Joshua 3:1-5:12
If I was Joshua I might be a little miffed. Moses’ “parting of the waters” trick has been quoted by religious leader after prophet after teacher, has been the subject of Hollywood movies and numerous books and yet barely anyone even bothers to mention that Joshua did the same thing just a few years later. Whereas Moses’ parting of the Sea of Reeds is a vivid and dynamic illustration of cleansing and baptism for redemption, I’m still not entirely sure what the parting of the Jordan was all about. The author of Joshua says it was to exalt Joshua in the sight of his followers, to increase Israel’s reverence for and trust in God and to cause every nation to see that God is great.

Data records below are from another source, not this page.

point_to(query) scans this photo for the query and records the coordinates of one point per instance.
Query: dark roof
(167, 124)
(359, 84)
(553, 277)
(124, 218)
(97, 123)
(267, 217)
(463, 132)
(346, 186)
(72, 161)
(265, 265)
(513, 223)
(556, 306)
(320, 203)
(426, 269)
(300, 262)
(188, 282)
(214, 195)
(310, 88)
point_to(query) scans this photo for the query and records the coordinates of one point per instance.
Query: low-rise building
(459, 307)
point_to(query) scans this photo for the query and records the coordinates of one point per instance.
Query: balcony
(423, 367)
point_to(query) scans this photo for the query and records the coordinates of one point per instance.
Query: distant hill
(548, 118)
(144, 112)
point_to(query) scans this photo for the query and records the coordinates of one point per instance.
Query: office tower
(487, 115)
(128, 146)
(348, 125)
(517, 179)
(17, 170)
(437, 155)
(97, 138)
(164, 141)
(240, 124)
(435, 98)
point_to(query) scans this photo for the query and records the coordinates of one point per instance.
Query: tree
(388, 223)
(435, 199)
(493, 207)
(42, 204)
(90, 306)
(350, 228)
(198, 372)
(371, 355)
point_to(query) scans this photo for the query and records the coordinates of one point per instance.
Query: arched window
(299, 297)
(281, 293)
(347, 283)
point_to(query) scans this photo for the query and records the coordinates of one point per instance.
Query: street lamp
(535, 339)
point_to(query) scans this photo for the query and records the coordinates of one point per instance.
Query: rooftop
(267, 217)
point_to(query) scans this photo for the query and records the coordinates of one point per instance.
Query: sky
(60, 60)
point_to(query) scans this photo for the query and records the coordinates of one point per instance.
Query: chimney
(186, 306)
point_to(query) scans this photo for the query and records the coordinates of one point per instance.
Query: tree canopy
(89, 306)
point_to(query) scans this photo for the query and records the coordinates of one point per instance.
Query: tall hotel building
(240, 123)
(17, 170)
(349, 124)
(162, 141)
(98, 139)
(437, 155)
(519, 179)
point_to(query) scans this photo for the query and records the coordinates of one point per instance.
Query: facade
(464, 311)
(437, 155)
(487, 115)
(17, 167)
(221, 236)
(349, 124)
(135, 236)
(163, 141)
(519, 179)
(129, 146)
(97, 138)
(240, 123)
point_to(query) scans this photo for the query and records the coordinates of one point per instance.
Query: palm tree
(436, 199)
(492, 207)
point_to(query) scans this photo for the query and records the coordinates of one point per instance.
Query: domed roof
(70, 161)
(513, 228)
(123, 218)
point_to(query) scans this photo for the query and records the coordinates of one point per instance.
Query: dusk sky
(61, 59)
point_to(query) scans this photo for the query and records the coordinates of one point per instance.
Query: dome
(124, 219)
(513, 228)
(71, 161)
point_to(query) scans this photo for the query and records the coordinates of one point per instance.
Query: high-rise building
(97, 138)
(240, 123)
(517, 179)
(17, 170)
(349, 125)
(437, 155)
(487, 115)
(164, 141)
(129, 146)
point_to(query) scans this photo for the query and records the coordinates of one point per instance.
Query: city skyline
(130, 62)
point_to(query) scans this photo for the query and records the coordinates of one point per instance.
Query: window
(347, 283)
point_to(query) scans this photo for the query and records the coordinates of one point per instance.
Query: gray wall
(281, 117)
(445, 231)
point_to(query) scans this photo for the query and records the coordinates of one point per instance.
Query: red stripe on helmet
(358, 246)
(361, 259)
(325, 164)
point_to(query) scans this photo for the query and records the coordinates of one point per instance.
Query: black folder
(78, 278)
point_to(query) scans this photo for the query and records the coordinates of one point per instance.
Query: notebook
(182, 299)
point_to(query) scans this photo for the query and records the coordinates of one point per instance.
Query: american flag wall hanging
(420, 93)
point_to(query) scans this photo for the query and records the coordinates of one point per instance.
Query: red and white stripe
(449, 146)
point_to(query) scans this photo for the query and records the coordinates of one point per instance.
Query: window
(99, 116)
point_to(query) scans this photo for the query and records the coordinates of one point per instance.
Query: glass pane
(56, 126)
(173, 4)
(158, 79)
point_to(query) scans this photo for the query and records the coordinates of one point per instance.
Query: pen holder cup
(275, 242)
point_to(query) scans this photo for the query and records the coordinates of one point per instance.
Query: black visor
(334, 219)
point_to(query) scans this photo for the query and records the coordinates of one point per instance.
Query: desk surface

It was also to enable the Israelites to actually enter the promised land. The thing that strikes me about all of this, though, especially when chucking in the circumcisions at Gilgal, is how quick Israel were to forget what God had done for them. Surely the escape from Egypt with the plagues and the waters parting and the manna and the quails and the Sinai stuff and the ground swallowing people up and the water from the rock and the golden serpent etc etc should have been quite enough to cement in the people’s minds that God should be trusted, that his name should be glorified and that his leaders should be followed. Why the heck did God need to remind everyone? I know it is a generation later but still, you would have thought that such significant events would have been major parts of the school curriculum. I’m just completely baffled by the fact that none of the next generation of Israelites had bothered to be circumcised. But then, when I think of my own life I realise that God will amaze and captivate me on a Sunday and then I’ll be bemoaning his distance by Wednesday. We humans seem pretty awful at holding on to things that matter. But life defined purely by today’s experiences without any regard for yesterday cannot be a life well lived. Our God is the Author of Creation and the Lord of History as well as being the Master of Today. We have got to find ways of reminding ourselves of his historic goodness. Maybe we need to build some cairns.
Luke 22:1-38
My grandfather used to go on and on about these two swords (v 38) saying that is proved Jesus wanted to be a violent revolutionary. What a load of tosh (may he rest in peace). We really can’t take a single verse and give it more weight that all the other verses of the New Testament. The huge weight of evidence shows Jesus refused to accept the land-focussed, revenge-obsessed role of Messiah King of Israel that some wanted him to fill, preferring instead to wage a battle over people’s hearts, obsessed with redemption and forgiveness and wanting to become the benevolent King over all nations. I do admit thought that the verse is a bit of a weird one, coming as it does after the last supper and betrayal narratives. What I think Jesus is getting at here is that the battle is about to get fiercer, that the ante is being upped and that confrontation is only going to increase. I think his call for swords is a call to defence, not to attack. Maybe Jesus knew that 11 of the 12 apostles would end up murdered. Or maybe he saw the persecution of Christians that begun under the Romans and still goes on till this day. I don’t know exactly what prompted Jesus to say it but I do know that it calls all of us to alertness. Not to be stressy, not to be anxious, not to be overly earnest but to be prepared for confrontation and ready to protect ourselves from attack. My preference is to see that attack as coming in the spiritual form and our defensive swords to be the armour of God from Ephesians 4 but I guess that is for another day. For today alertness to the battle would seem to be enough. That, and the fact that Jesus has seen it all, knows it all and wants to prepare us for it all - he really is the benevolent King who brings us safely into forgiveness and redemption.
Psalm 50:1-15
It’s fascinating how this starts to point towards the book of Hebrews and the idea that animal sacrifices really didn’t mean that much, especially when they were separated from obedience.